Illustration by Bob AulExercise got a lot easier when it stopped requiring physical activity. That's when my friend Margo bought in. It cost $119.80, plus tax and shipping and—her favorite—handling.

That's what the TV infomercial charged her for the AbTronic Mark IV electronic muscle stimulator. Margo paid it off in four monthly installments of about $30.

“Now I'm pissed,” says Margo, who just saw the AbTronic Mark IV advertised online for $59.99. “I waited more than 30 years to start exercising, and I still started a little too soon.”

She's not really sweating it, though, and that's the point.

“You don't sweat when you exercise with the AbTronic,” Margo says. “That's one of the things I like about it.”

Some of the other things Margo likes about her new fitness regimen is that she doesn't breathe hard, her heart rate remains low, she doesn't have to put on special shoes or shorts or shirts. She doesn't even have to leave the house.

“I just squirt a little palm-sized dabble of conductive fluid on the electronic pad and smear a little more on whatever muscle I want to exercise,” she explains. “Then I just wrap the AbTronic around that body part with the Velcro attachments and flick it on. And I can go right back to whatever I am doing.”

Even if what she is doing is eating.

“Sometimes I wrap it around my stomach while I'm watching television, holding a drink in one hand and eating my dinner with the other,” Margo says fondly. “Occasionally, if my food gets cold, I wrap it around my throat—you know, to kind of re-heat the food as I am eating it. Once, I strapped it on while I was eating some cold roast beef, and soon I started to smell meatloaf.”

Margo's training routine is part of a growing trend of fakercise equipment, programs, foods, drinks, mixes, pills—whatever—that purport to achieve the appearance of physical fitness while keeping actual exercise to a minimum.

For some people, it's as simple as buying a membership to a fitness club and talking about it a lot without ever actually going.

For others, it's more involved, requiring the consumption of soft drinks and candy bars—usually with prefixes like “power” or “nutri” or “super” on the wrappers—while dressing in tricked-out shoes and sweat suits or just the jersey of your favorite professional or college team.

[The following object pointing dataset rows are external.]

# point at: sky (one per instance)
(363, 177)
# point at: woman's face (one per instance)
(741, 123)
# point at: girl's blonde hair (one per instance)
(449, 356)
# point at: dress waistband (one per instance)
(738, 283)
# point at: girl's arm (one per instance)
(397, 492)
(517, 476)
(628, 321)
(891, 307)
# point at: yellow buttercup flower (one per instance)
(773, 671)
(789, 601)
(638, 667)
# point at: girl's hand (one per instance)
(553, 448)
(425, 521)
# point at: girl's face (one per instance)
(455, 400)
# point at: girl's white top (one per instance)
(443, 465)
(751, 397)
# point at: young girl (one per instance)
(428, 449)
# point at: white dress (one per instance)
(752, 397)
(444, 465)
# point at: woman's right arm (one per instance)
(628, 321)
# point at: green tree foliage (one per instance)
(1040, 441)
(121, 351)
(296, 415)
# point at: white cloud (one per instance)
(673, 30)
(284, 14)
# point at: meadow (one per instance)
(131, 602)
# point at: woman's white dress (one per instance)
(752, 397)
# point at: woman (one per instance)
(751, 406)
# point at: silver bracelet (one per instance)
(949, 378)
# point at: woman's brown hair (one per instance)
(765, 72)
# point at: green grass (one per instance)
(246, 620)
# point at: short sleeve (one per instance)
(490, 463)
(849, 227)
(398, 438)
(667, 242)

This philosophy is summarized on the website for David Steele Inc., a company with a Newport Beach address, a Dallas distribution center and a buttload of foreign-made electronic muscle stimulation machines called the EMS 400 ($129). “No time for workouts? Hate situps? Want to sculpt fast abs?” it asks. “You can tone, shape and tighten your muscles while you surf the Internet, relax or watch your favorite TV show.” Or—since the other two products offered on the David Steele website are a cotton candy machine ($52.50) and a remote control dimmer switch ($29.95)—while you eat cotton candy in a gradually darkening room.

“Yes, we specialize in electronic muscle stimulation,” David Steele's website pitch continues, “but, hey, these are neat products and fun to offer!”

Fun? Stuck with her AbTronic—sans cotton candy machine and remote control dimmer switch—Margo realizes now that she doesn't know the half of it. She's kinda bummed.

“But it's not like the AbTronic isn't delivering what it promised,” she allows. “It took awhile, but I'm starting to get some definition in my abs—especially since I combined my AbTronic workouts with about 300 crunches a day.”